Master Policy
The Master Policy is the centralized policy management interface that defines the behavior of all users, groups, and platforms within the system.
Through this page, administrators can configure security, access, and password policies at both the platform and user/group levels.
Platform Level Policies
The following policies are applied at the platform level.
Each one enforces or restricts specific behaviors during account usage.
Dual Control
Requires approval before performing SHOW, COPY, or CONNECT operations on an account.
When enabled, the Request / Approval process must be completed before the operation can proceed.
Check In / Out
Ensures that an account can only be used by one user at a time.
If another user attempts to access the same account while it is in use, the action is blocked.
One Time Password
Automatically changes the account password after each use.
This ensures a new password is generated after every session for improved security.
Only Connect
Restricts account usage to CONNECT-only mode.
Password viewing or copying operations (SHOW, COPY) are disabled.
Require Reason
Forces users to provide a Reason when using an account.
Each action is logged along with its justification for auditing purposes.
Password Change Period
Defines the automatic password rotation period.
After X days since the last password change, the system automatically generates a new one.
Password Verification Period
Specifies how frequently password verification (check) operations should be performed.
After X days since the last verification, the password validity check runs automatically.
Record Session Activity
Enables detailed logging of all session activities.
When activated, every user action within a session is recorded for auditing.
Activity Log Delete Period
Determines how long activity logs are retained in the system.
After X days, log records are automatically deleted.
User / Group Level Policies
The following policies apply at the User or Group level.
These control user authentication, MFA settings, and monitoring permissions.
MFA Authenticator
Requires users to log in using Authenticator apps (Google, Microsoft, etc.).
A verification code is requested during login.
MFA Email
Sends a verification code to the user’s email during login.
Email server settings must be properly configured.
Note: Verify email server configuration in the Mail Server Settings section.
MFA SMS
Sends a verification code via SMS during login.
A valid phone number must be configured in the user’s profile.
Note: Ensure SMS server settings are properly configured.
AD-HOC Connection
Enables the AD-HOC Connection feature on the Account View screen.
After granting this permission, the user must log out and log back in for changes to take effect.
AD-HOC Session Recording View
Allows users to view AD-HOC session recordings.
The session must be restarted for the permission to apply.
AD-HOC Session Live Session View
Grants the ability to view live AD-HOC sessions.
A new login is required after applying this permission.
AD-HOC Session Live Session Join
Allows users to join live AD-HOC sessions.
The user must log out and log back in for the permission to take effect.
AD-HOC Session Live Session Terminate
Grants permission to terminate AD-HOC sessions.
Changes take effect after the user signs in again.
Recording View
Activates access to Monitoring → Recordings.
To view this page, the user must have appropriate permissions on the corresponding Safe.
Note: The user must log out and log back in after the permission is granted.
See the Safe Permissions section for more details.
Live Session View
Grants access to Monitoring → Live Connection.
The user must have authorization for the relevant Safe.
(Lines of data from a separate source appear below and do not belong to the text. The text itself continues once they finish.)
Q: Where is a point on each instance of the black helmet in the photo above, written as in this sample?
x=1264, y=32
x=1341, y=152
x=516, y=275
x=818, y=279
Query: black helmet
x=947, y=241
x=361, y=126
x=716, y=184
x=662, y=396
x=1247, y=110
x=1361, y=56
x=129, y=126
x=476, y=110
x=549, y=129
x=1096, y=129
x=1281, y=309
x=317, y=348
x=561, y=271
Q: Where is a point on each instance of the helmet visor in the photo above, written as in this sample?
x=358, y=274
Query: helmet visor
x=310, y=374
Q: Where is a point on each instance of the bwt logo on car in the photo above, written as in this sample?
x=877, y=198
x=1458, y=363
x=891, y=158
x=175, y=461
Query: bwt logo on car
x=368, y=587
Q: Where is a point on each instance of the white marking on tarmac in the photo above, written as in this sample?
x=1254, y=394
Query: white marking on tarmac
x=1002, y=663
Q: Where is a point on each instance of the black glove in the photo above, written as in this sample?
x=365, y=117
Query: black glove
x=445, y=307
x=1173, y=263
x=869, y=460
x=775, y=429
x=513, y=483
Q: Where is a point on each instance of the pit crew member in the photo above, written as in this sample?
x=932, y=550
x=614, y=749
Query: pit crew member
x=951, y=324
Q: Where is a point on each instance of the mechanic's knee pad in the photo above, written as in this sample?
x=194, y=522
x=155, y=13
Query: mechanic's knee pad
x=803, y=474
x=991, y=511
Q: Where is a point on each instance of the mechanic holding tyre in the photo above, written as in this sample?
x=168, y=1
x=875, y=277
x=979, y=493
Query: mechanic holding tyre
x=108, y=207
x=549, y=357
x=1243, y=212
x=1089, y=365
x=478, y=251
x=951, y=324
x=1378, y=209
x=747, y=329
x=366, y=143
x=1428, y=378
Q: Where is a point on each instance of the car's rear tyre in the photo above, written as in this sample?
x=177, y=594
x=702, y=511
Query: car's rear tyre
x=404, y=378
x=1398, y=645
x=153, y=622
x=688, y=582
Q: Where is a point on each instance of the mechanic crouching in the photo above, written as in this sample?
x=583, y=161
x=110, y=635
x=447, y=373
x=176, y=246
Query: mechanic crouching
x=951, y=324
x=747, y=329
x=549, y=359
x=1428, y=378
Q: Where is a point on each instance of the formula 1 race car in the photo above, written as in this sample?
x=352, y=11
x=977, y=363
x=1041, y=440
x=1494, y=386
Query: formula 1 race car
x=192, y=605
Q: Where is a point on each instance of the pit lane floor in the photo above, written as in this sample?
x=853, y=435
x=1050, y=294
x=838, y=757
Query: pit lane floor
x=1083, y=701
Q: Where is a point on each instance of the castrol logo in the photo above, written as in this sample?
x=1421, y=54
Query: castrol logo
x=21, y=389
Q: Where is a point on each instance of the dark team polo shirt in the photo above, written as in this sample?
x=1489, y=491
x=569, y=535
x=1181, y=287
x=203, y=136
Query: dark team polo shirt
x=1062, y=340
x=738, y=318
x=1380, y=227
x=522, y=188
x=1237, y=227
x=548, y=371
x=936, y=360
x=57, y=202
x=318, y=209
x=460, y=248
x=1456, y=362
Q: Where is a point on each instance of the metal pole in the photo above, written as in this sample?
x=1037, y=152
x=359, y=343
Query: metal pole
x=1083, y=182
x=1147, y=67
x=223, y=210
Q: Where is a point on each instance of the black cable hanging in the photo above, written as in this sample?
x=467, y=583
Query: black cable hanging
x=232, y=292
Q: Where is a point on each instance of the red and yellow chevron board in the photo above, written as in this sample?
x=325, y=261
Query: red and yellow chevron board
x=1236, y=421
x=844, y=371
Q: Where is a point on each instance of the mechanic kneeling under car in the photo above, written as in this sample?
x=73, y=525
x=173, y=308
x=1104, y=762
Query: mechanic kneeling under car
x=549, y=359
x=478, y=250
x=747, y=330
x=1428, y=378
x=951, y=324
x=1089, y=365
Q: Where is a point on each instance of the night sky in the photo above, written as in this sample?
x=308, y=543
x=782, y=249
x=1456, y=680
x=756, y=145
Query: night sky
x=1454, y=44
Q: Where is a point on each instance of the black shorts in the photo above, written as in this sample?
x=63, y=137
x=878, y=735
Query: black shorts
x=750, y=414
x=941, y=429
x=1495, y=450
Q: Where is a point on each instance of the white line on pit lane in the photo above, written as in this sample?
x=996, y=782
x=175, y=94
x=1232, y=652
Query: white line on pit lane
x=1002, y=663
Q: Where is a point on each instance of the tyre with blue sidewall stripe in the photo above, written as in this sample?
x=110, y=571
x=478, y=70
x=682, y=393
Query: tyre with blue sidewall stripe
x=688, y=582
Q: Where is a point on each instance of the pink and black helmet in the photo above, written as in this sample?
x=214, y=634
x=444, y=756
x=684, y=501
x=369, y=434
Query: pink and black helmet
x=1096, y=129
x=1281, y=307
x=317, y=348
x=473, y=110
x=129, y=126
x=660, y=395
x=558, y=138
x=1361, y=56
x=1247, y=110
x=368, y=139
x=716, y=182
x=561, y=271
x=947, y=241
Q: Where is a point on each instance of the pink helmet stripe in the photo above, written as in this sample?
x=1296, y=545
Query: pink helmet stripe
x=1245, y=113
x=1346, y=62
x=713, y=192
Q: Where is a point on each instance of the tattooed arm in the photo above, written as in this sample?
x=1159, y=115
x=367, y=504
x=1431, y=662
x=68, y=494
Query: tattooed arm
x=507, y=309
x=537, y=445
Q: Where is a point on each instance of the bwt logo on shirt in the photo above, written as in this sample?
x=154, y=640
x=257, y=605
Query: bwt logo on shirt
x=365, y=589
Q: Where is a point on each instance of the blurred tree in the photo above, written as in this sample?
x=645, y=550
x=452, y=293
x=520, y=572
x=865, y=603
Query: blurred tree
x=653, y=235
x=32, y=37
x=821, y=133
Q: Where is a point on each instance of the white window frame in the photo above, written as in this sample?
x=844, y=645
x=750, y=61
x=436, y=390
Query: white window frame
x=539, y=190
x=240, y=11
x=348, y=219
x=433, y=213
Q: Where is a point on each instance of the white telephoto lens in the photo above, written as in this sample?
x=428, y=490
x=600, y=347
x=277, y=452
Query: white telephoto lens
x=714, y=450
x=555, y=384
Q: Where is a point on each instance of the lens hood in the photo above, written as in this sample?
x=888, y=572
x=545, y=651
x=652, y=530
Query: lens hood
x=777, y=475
Note: A re-login is required after permission changes.
Live Session Join
Activates the JOIN button under Monitoring → Live Connection.
Users with this permission can join live sessions.
Safe-level authorization is required.
Note: A re-login is required after permission changes.
Live Session Terminate
Activates the TERMINATE button under Monitoring → Live Connection.
Allows users to terminate live sessions.
Safe-level authorization is mandatory.
Note: A re-login is required after permission changes.
Summary
The Master Policy centrally manages all access, authentication, and session behaviors within ZT-PAM.
Platform-level rules define how privileged accounts are used, while user/group-level policies govern MFA, AD-HOC access, and monitoring privileges.
This structure ensures both security consistency and policy integrity across the entire system.